School’s out, and everybody wants to see the Great Old Ones: the line into the Miskatonic Zoo doubles back and winds out the gates. The American and Massachusetts flags barely flutter above the gate, and the sun today is merciless in a cloudless sky. I ask my grandchildren, Caleb and Cody, if they wouldn’t rather go to a museum or park, catch a ball game, or go anywhere at all less crowded, but they won’t be swayed. The zoo has been closed for renovations for two years now, and they want to see the Great Old Ones in their new, “natural” habitats.

It was originally built as a prison. It looked the part even when they opened it to public tours, back when I was a baby. It hadn’t done much to change its look in the last 70 years. I’m almost as curious as my grandkids. I’m old enough to have seen America stumble toward evolved attitudes on many things, and the Old Races are a good example. It always starts with fear. Horrors lurking in the dark. And then something shines a light on that fear, and once we see it, we can face it, fight it, drag it into the sunshine, and conquer it. And once we’re not afraid anymore, we can afford to be generous. We make accommodations. We give the object of our fear a place in society—as long as it can never threaten us again. So now the prison for monsters has become a habitat for exotic animals. It happened in a generation.
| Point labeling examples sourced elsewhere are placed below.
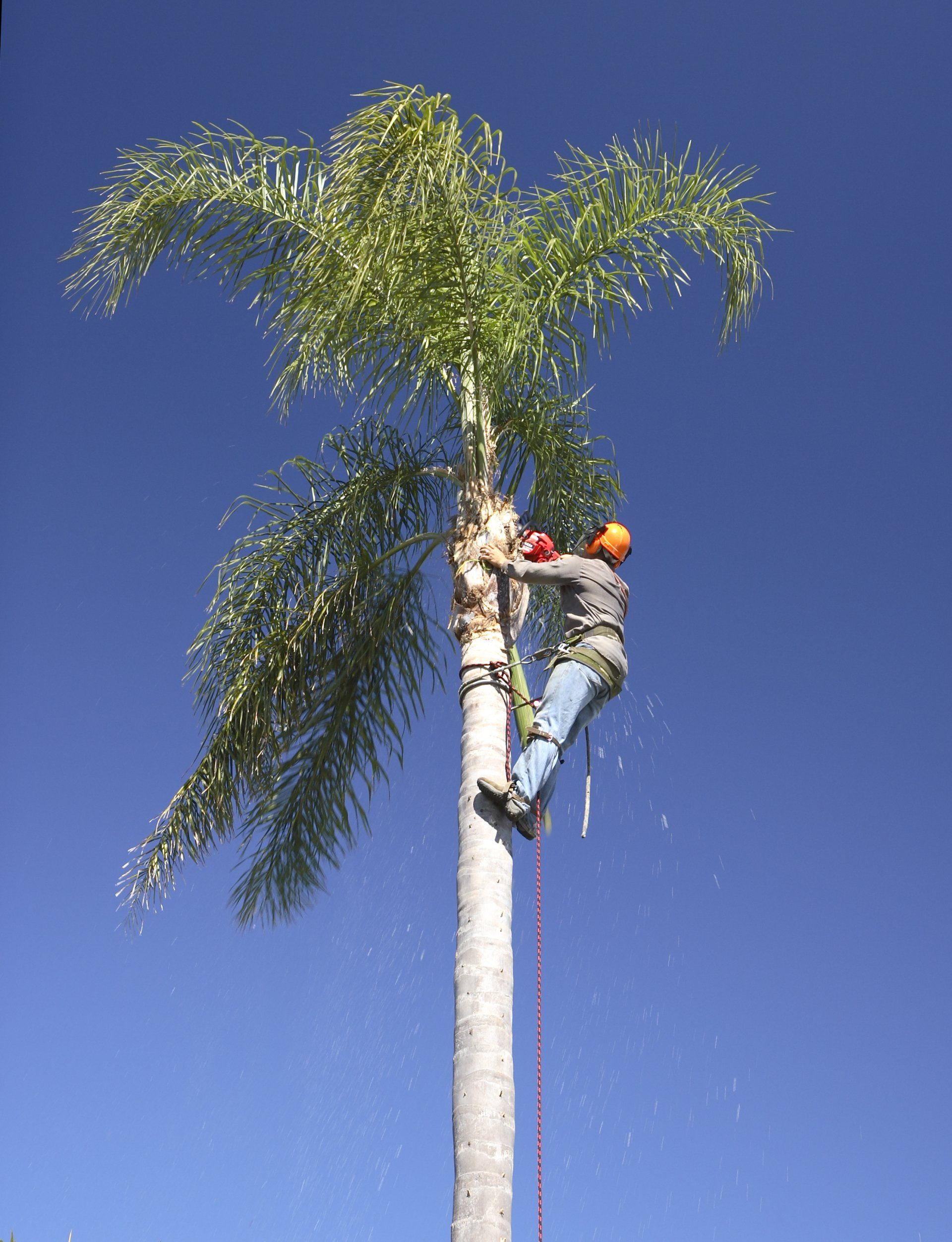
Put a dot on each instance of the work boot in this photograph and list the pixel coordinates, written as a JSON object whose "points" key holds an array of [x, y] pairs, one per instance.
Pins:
{"points": [[516, 809]]}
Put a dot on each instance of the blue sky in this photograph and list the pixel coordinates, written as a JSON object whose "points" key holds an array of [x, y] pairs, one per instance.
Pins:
{"points": [[747, 1009]]}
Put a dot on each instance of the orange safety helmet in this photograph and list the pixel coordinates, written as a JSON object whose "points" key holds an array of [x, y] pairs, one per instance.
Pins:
{"points": [[613, 538]]}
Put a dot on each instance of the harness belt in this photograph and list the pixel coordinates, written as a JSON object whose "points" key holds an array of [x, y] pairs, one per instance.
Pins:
{"points": [[588, 656]]}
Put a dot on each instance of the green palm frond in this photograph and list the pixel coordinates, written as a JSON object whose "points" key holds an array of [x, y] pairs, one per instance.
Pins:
{"points": [[222, 204], [312, 662]]}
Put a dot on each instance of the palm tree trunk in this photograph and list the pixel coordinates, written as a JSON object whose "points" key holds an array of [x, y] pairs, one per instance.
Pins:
{"points": [[482, 1083], [487, 614]]}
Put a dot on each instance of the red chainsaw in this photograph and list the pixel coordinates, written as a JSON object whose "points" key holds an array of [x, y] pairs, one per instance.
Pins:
{"points": [[536, 545]]}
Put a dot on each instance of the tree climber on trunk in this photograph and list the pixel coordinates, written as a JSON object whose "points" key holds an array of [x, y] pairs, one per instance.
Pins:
{"points": [[590, 666]]}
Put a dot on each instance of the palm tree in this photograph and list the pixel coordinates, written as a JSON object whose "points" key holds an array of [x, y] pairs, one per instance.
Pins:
{"points": [[404, 271]]}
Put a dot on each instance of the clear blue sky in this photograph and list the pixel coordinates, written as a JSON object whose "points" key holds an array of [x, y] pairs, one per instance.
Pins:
{"points": [[749, 1016]]}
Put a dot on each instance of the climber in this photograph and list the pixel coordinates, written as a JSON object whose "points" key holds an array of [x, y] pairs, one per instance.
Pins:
{"points": [[588, 668]]}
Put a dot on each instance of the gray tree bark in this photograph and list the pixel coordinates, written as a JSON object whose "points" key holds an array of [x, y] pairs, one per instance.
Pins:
{"points": [[484, 1096]]}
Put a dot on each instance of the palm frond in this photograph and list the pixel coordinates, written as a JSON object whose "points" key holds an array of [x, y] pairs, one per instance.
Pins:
{"points": [[320, 640], [597, 246], [220, 204]]}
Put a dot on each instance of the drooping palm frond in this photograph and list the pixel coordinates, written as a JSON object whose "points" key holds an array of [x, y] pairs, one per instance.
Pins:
{"points": [[220, 204], [595, 247], [320, 643]]}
There is news footage of me, from when I was three, at the newly renamed Miskatonic Zoo. My parents stood behind me, and I toddled up to the thick pane of glass, behind which, under bright lights, was a Shoggoth as big as a moving van. In the footage, I slapped my chubby hands on the glass, and the Shoggoth’s pseudopods shot out and flattened against the barrier, eyes and tendrils forming and dissolving in a frenzy. I laughed, and the camera zoomed in on my innocent delight. The footage was played and replayed. I won’t take credit for changing the attitude of a nation, but I was in an image representing that change. Even today, my claim to minor fame is as “that baby laughing at the Shoggoth.”
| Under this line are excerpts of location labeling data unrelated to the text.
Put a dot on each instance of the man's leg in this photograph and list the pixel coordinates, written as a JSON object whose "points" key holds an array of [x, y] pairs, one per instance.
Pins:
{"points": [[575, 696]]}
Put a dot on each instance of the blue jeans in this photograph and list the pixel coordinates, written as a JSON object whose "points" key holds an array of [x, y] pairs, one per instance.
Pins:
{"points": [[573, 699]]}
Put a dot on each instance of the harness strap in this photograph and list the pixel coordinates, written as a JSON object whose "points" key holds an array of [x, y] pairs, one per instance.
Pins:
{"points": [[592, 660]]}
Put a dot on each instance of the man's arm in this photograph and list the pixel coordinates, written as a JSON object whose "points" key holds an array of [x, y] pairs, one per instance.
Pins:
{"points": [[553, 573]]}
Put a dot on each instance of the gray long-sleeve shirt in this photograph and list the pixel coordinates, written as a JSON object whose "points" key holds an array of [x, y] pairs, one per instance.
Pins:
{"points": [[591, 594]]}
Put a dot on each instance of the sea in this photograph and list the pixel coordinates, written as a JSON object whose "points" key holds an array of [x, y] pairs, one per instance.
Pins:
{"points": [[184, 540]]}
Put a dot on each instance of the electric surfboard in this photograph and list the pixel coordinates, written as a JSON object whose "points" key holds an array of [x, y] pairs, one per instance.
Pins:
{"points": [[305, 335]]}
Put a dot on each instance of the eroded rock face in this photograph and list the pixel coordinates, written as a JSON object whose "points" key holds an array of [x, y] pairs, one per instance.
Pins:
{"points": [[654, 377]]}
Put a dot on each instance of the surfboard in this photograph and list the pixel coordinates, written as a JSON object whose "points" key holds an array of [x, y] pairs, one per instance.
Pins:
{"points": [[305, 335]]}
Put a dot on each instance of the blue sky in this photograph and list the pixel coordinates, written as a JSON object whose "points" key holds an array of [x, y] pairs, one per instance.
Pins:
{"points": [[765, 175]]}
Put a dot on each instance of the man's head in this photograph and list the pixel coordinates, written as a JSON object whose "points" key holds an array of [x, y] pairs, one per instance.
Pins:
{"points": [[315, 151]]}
From our place in line, we see a metal stair leading to a platform, just inside the gate. A Shoggoth waits under the platform while groups of visitors climb into the howdah on its back. That’s new. A teenage kid in a Miskatonic Zoo uniform shouts something inaudible, and the Shoggoth slowly flows down one of the paths, pausing to let families with strollers pass. Another Shoggoth shambles up to the platform to receive the next riders. Our scientists learned the command language from the Elder Things, at least enough to make the creatures useful. It looks like we’ve progressed since then. They say the Shoggoths started as the Elder Things’ slaves. Now they’re ours. We keep the Elder Things well away from the Shoggoths, of course. Fool us once, et cetera et cetera.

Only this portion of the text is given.